Monday, February 16, 2009

This Cross

Have you ever had someone stand in front of you and the words you were hearing come from their mouth was like someone standing there with a knife just cutting you over and over.

Once again the week of "interest" has diminished....the week of "respect" is gone. Out the window. I try to move forward and bring happiness into my life and home and immediately he tries to take that away. Using his own guilt to manipulate the situation to concoct some schema to turn the tables and try and put the blame where it doesn't belong.

Tonight both kids finally caught him in the act of lying and called him on it. But supposedly I am pitting them against him. If only we could transform outselves into little flies on the walls. I would offer him the first chance to be on ours. Because I love my kids and because I want to protect my kids I shelter a lot of what's happened from them. I don't want them to know everything, nor should they, they are too little. They know minor details and even that I feel horrible for but in no way am I out to make him look bad in front of these children. He does a perfectly fine job doing that himself. When I try and cover his rear I am now filling the shoes of the liar. Don't worry daddy loves you so much and he misses you so much... I get "ya right if he loved us he would be here, if he missed us he would be here, if he loved our family he would be with you and he would love you and us like he used to. " In most situations it's like the husband left the wife. In this case the husband left the wife and the family. I know he loves these kids however the way he shows he loves and cares is just nonexistent. The true interest is nothing. Yet it's my fault...all my fault.

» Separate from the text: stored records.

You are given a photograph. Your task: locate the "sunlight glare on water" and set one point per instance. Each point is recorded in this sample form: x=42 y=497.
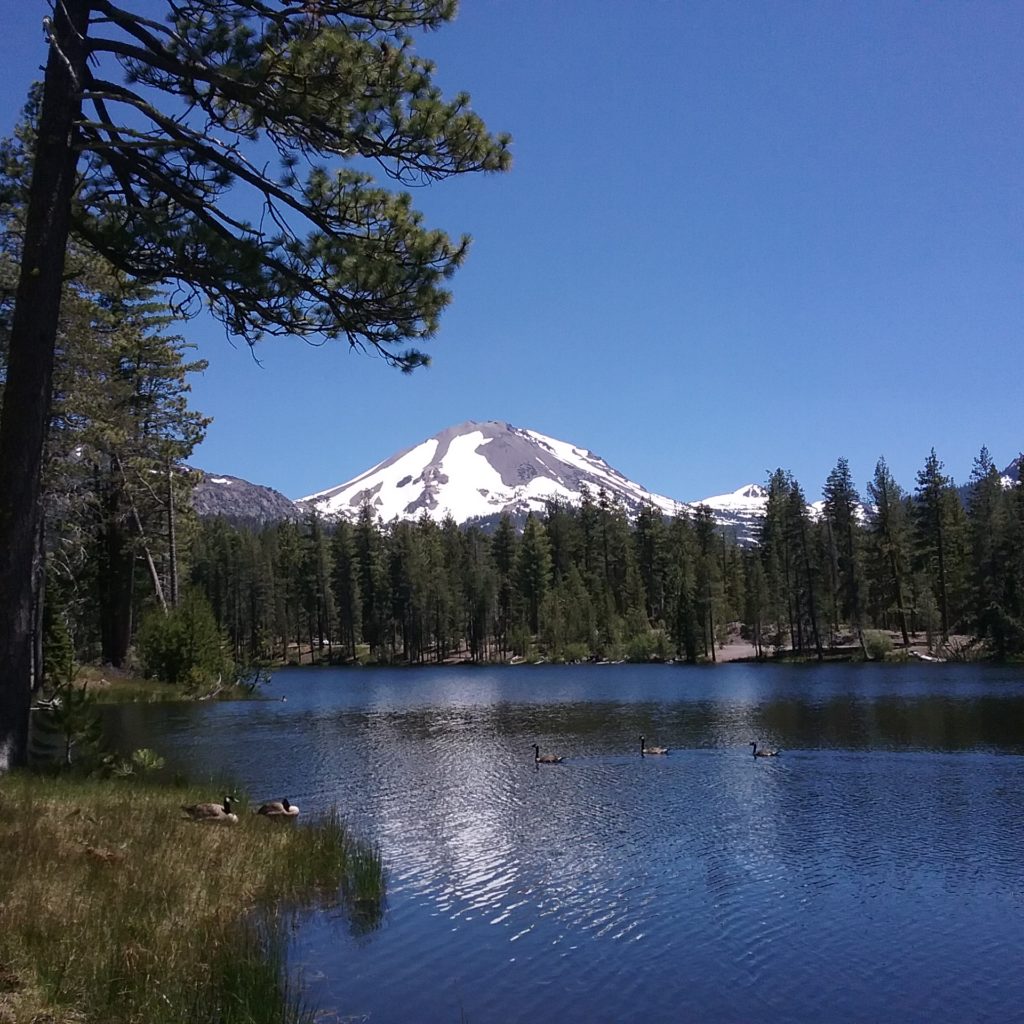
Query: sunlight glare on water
x=871 y=871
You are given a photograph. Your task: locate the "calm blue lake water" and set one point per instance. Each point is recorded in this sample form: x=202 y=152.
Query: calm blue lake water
x=873 y=871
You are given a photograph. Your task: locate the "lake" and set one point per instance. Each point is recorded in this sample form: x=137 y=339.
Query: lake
x=872 y=871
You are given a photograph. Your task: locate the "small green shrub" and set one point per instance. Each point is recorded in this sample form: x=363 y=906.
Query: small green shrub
x=184 y=645
x=878 y=644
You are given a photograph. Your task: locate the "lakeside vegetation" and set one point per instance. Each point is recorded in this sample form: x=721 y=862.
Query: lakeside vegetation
x=868 y=577
x=115 y=907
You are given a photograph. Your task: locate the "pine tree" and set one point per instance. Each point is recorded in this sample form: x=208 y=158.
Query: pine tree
x=532 y=571
x=889 y=538
x=345 y=584
x=841 y=509
x=141 y=170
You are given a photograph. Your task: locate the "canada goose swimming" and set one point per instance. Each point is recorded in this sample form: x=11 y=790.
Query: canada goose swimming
x=546 y=759
x=279 y=809
x=212 y=813
x=650 y=750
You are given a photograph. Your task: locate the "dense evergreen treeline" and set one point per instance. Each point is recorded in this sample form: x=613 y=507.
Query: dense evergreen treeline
x=585 y=582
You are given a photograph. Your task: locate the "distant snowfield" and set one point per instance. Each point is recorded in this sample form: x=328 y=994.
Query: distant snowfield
x=476 y=470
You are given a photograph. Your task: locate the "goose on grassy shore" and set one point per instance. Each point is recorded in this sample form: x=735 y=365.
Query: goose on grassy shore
x=212 y=813
x=279 y=809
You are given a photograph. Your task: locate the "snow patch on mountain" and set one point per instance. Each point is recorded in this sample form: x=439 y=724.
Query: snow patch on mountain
x=478 y=470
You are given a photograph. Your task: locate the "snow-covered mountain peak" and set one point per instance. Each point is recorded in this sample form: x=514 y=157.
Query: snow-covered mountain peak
x=745 y=497
x=477 y=470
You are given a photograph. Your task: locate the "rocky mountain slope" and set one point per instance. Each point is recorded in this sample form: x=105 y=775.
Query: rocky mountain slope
x=241 y=502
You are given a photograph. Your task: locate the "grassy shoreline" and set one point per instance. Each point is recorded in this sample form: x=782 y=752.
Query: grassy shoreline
x=115 y=907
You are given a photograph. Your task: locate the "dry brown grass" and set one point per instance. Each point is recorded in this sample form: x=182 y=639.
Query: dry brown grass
x=115 y=907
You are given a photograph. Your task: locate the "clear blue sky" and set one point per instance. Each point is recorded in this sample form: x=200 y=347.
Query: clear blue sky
x=736 y=236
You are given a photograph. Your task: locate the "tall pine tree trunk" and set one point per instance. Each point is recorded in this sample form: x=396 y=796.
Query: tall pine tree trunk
x=172 y=540
x=30 y=369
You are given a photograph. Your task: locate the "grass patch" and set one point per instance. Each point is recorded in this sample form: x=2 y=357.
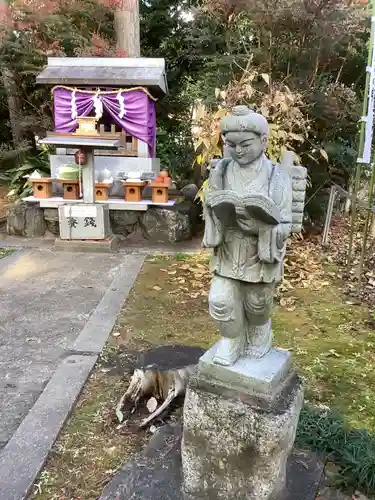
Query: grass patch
x=333 y=349
x=352 y=450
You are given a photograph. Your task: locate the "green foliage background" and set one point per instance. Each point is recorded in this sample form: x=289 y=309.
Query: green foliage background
x=318 y=49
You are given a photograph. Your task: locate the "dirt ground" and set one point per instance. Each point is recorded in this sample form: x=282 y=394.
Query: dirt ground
x=329 y=338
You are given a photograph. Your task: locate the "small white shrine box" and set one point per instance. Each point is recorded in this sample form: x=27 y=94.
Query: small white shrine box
x=84 y=221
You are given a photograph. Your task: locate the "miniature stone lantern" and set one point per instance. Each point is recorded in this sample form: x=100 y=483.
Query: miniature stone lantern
x=42 y=188
x=160 y=187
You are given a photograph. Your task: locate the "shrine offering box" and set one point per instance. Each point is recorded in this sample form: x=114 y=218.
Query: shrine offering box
x=83 y=221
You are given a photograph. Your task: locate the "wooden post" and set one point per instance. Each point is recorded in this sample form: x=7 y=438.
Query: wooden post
x=88 y=177
x=127 y=27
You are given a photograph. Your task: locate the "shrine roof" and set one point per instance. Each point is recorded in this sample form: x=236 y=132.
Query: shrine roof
x=106 y=72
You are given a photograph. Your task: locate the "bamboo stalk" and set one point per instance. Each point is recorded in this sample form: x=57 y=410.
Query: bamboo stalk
x=358 y=169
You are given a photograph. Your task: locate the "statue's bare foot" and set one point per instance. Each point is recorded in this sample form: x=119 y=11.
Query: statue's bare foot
x=260 y=341
x=257 y=352
x=228 y=352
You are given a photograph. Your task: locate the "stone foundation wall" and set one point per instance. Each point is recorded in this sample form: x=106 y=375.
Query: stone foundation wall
x=157 y=224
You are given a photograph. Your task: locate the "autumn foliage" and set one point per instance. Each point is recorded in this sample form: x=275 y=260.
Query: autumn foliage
x=33 y=18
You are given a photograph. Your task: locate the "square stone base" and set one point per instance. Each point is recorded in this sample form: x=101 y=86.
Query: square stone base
x=236 y=444
x=250 y=376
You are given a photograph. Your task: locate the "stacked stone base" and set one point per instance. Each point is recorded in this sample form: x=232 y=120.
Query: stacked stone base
x=157 y=224
x=236 y=444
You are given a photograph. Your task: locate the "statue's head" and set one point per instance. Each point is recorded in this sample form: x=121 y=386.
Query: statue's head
x=246 y=134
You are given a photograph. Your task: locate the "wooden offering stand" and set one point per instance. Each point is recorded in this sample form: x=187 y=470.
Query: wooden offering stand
x=42 y=188
x=160 y=188
x=133 y=190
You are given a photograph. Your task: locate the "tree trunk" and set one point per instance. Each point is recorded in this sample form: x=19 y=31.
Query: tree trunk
x=14 y=105
x=127 y=28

WHY....why do I let this bother me so friggin much? Well that's where I have a huge fault. I care, I care about what other peoples perception is of me. I don't like to be called a liar or a manipulator or and I feel the need to clear any misconception up asap. I guess that's where I've become just way too open and honest. I hate secrets....I hate lies. I will explain myself till I"m blue in the face to fix misunderstandings. I hate that he calls me a liar, that he says such mean things about me because that's not who I am. And I feel after 8 mths of this and being with him for 7 years that if anything I deserve to be treated with dignity and respect.

I keep trying to tell myself (and I'm going to reread this sentence over and over until I get it tonight)... He walked out on a beautiful marriage, wife and 4 children, one in which he doesn't know very well. I have my children, I am left with my family...my sweet kids and he can't take our love away from us. If it's not good enough for him and he thinks this lifestyle is the way to be then so be it. She can have him....but hopefully leave us alone!!!!.....and soon!

Again I'm trying to accept this cross and bear it, I truly am but every day it takes so much effort to not just throw in the towel. It's a true test of faith.

1 comment:

Mac an Rothaich said...

A bigger test then I have had to face but please hang in there! YOU are worth it and your KIDS are worth it!

HE CAN'T TAKE THE LOVE AWAY THAT YOU AND YOUR KIDS HAVE! He can't take away Christ's love and relationship with you!!!